Keberadaan Unit Kegiatan Mahasiswa (UKM) FISIP Unsoed Radio (FUR) memberikan ruang bagi mahasiswa untuk mengenal lebih jauh aktivitas penyiaran sekaligus mengembangkan kemampuan komunikasi melalui berbagai program yang disiarkan secara rutin. Hal tersebut juga menjadi salah satu pengalaman yang dirasakan Amanda dan Anya yang tergabung dalam UKM FUR.
Amanda mengaku pada mulanya belum memiliki ketertarikan terhadap dunia broadcasting. Namun, setelah melihat kegiatan yang dilakukan FUR, ia mulai tertarik untuk bergabung karena melihat lingkungan organisasi yang dianggap menarik dan menyenangkan.
“Dari awal aku tuh sebenarnya belum ada ketertarikan sama dunia broadcasting, cuman pas aku masuk ke Fisip itu aku langsung ngelihat wah ini UKM kayaknya menarik, kelihatannya friendly, asik dan benar aja pas aku join benar apa namanya ekspektasi aku terpenuhi banget sih,” ungkap Amanda.
Pengalaman tersebut menunjukkan bahwa ketertarikan terhadap penyiaran tidak selalu menjadi alasan utama seseorang bergabung dalam sebuah radio kampus. Lingkungan organisasi dan kesempatan untuk mencoba pengalaman baru juga dapat menjadi faktor yang mendorong mahasiswa untuk mengenal dunia broadcasting lebih jauh.
Sementara itu, Anya memiliki pengalaman awal yang berbeda. Keterlibatannya di FUR berawal dari ketertarikannya terhadap aktivitas berbicara dan public speaking. Ia kemudian memilih bergabung sebagai announcer untuk menyalurkan ketertarikan tersebut sekaligus mendapatkan pengalaman baru dalam dunia penyiaran.
“Aku ini anaknya emang suka ngomong dan emang berkecimpung di dunia yang emang kaya public speaking gitu. Akhirnya aku nyobain dan beraniin diri aku buat join di Fisip Unsoed Radio (FUR),” ujar Anya.
Setelah bergabung, para anggota Fisip Unsoed Radio mendapatkan kesempatan untuk terlibat langsung dalam kegiatan siaran. Pengalaman pertama menjadi penyiar menjadi salah satu tahap yang cukup menantang karena mahasiswa harus mampu mengelola rasa gugup sekaligus menyampaikan informasi kepada pendengar secara lancar.

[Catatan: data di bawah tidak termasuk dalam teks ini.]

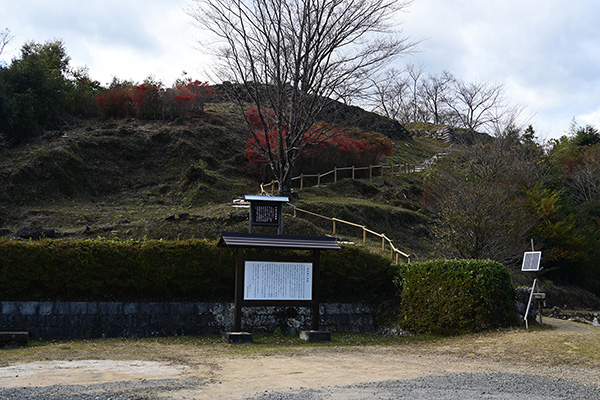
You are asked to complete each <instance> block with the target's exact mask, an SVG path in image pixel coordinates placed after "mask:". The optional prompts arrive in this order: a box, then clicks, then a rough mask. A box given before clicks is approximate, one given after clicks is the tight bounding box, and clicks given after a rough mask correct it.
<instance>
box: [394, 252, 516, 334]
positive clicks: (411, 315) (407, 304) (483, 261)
mask: <svg viewBox="0 0 600 400" xmlns="http://www.w3.org/2000/svg"><path fill="white" fill-rule="evenodd" d="M396 283H397V284H398V286H399V287H400V289H401V291H402V294H401V301H402V311H401V317H402V318H401V324H402V327H403V328H405V329H408V330H409V331H411V332H415V333H425V332H430V333H435V334H458V333H464V332H477V331H480V330H484V329H489V328H494V327H501V326H510V325H513V324H516V323H517V322H518V317H517V314H516V306H515V290H514V287H513V285H512V283H511V279H510V274H509V272H508V270H507V269H506V268H505V267H504V266H503V265H502V264H499V263H497V262H495V261H491V260H433V261H427V262H419V263H413V264H410V265H408V266H407V267H406V268H404V269H403V271H402V272H401V273H400V276H399V279H397V280H396Z"/></svg>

Baik Amanda maupun Anya sama-sama merasakan adanya rasa gugup ketika pertama kali menjalani siaran. Terlebih ketika harus melakukan siaran tanpa didampingi rekan yang sudah lebih berpengalaman. Kondisi tersebut membuat mereka harus mengandalkan kemampuan sendiri untuk tetap menjaga alur pembicaraan.
Anya bahkan pernah mendapatkan topik sosial politik ketika menjalani siaran. Menurutnya, topik tersebut cukup berat sehingga membutuhkan persiapan lebih agar informasi yang disampaikan dapat diterima dengan baik oleh pendengar.
“Pada saat aku internship juga di Fisip Unsoed Radio kaya beneran yang deg-deg an banget karena mungkin pada saat itu tiba-tiba pendamping aku juga engga ada...kita engga dapet briefingan apa-apa dan topiknya lumayan sensitif. Karena kebtulan pada saat itu aku ngebahas tentang dunia sosial politik,” ungkap Anya.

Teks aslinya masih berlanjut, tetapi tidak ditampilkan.